Melihat antusiasme peserta dan kuatnya dukungan terhadap inklusi difabel, Putri tergerak untuk segera bertindak.
“Setelah pulang dari acara Eco Bhinneka, saya langsung buat Google Form dan menyebarkannya ke grup TALIWANGI. Tujuannya untuk mendata teman-teman tuli yang punya usaha, baik kecil maupun rumahan,” ujarnya.
Langkah sederhana itu mendapat sambutan luas. Dalam hitungan hari, puluhan anggota komunitas mengisi formulir dengan beragam jenis usaha, mulai dari kuliner, laundry, sablon, hingga jasa fotografi.
“Banyak teman tuli yang selama ini berjualan tapi belum terdata. Kami ingin data ini menjadi pintu awal menuju kolaborasi dan dukungan nyata,” tambah Putri.
Focal Point SMILE Eco Bhinneka Muhammadiyah Banyuwangi, Zahrotul Janah, menyambut inisiatif tersebut dengan apresiasi tinggi.
Ia menilai gerakan komunitas tuli sejalan dengan spirit ecososiopreneurship yang menempatkan manusia sebagai subjek pemberdayaan tanpa diskriminasi.
“Kami sangat bangga. Apa yang dilakukan Komunitas Tuli ini menunjukkan bahwa inklusi bisa tumbuh dari bawah. Eco Bhinneka Muhammadiyah siap mendukung dengan mem-branding dan memetakan titik-titik lokasi usaha teman tuli di seluruh Banyuwangi,” jelas Zahrotul.
Ke depan, data pelaku usaha tuli tersebut akan diolah menjadi peta digital wirausaha inklusif, berisi informasi sebaran dan jenis usaha yang mereka jalankan.
Peta ini diharapkan memudahkan masyarakat untuk mengenal, mengunjungi, dan bertransaksi langsung dengan pelaku usaha difabel.
“Harapan kami, warga bisa tahu bahwa teman tuli juga punya kemampuan, produk, dan semangat yang luar biasa.
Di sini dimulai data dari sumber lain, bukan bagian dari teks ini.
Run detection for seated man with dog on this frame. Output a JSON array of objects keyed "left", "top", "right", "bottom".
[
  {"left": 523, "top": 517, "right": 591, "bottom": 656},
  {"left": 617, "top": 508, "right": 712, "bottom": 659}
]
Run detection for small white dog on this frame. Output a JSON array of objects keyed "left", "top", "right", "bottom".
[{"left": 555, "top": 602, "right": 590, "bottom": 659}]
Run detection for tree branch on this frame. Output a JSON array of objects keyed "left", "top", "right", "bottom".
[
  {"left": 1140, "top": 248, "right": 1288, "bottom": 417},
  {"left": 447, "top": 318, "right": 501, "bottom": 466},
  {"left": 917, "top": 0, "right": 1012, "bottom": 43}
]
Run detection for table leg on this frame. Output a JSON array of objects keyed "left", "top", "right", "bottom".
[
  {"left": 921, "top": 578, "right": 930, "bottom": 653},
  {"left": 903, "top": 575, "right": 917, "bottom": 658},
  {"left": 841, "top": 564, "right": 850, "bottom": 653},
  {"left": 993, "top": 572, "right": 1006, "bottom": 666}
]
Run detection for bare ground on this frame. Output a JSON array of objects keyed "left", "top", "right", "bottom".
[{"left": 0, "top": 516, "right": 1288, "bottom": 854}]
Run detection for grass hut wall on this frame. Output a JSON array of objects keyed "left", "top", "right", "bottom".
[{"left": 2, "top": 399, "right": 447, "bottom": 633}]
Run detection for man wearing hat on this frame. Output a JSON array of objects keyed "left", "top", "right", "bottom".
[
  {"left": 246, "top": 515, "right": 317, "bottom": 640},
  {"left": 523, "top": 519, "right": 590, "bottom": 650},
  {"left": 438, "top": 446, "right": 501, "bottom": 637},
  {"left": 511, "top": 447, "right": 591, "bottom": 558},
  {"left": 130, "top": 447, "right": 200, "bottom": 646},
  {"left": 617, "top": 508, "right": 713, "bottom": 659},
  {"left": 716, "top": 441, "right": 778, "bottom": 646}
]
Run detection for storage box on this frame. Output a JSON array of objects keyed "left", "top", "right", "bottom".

Dengan peta ini, Eco Bhinneka ingin membuka jalur ekonomi baru yang adil dan setara,” lanjut Zahrotul.
Inisiatif pendataan ini juga akan menjadi pintu masuk kolaborasi lanjutan antara Eco Bhinneka Muhammadiyah, Dinas Koperasi Banyuwangi, serta Teman Usaha Rakyat.
Melalui program berikutnya, para pelaku usaha tuli direncanakan mendapat pendampingan legalitas usaha, pelatihan pemasaran digital, dan ruang promosi khusus dalam gelaran Festival Buah Naga Inklusif pada 2026 mendatang.
Putri Pangestu berharap gerakan yang berawal dari formulir sederhana ini bisa menginspirasi komunitas difabel lainnya di Banyuwangi dan daerah lain.
“Kami ingin teman tuli tidak hanya dikenal karena keterbatasan, tapi karena karya dan kemandiriannya. Terima kasih Eco Bhinneka Muhammadiyah sudah membuka pintu untuk kami,” ujarnya.
Di tengah kuatnya arus ekonomi hijau dan gerakan keberlanjutan, kolaborasi antara komunitas tuli dan Eco Bhinneka Muhammadiyah menjadi bukti bahwa perubahan bisa tumbuh dari desa, dari komunitas, dan dari solidaritas antarmanusia.
“Dari Temurejo, kita belajar bahwa inklusi bukan slogan, ia hidup lewat aksi nyata,” tutup Zahrotul Janah.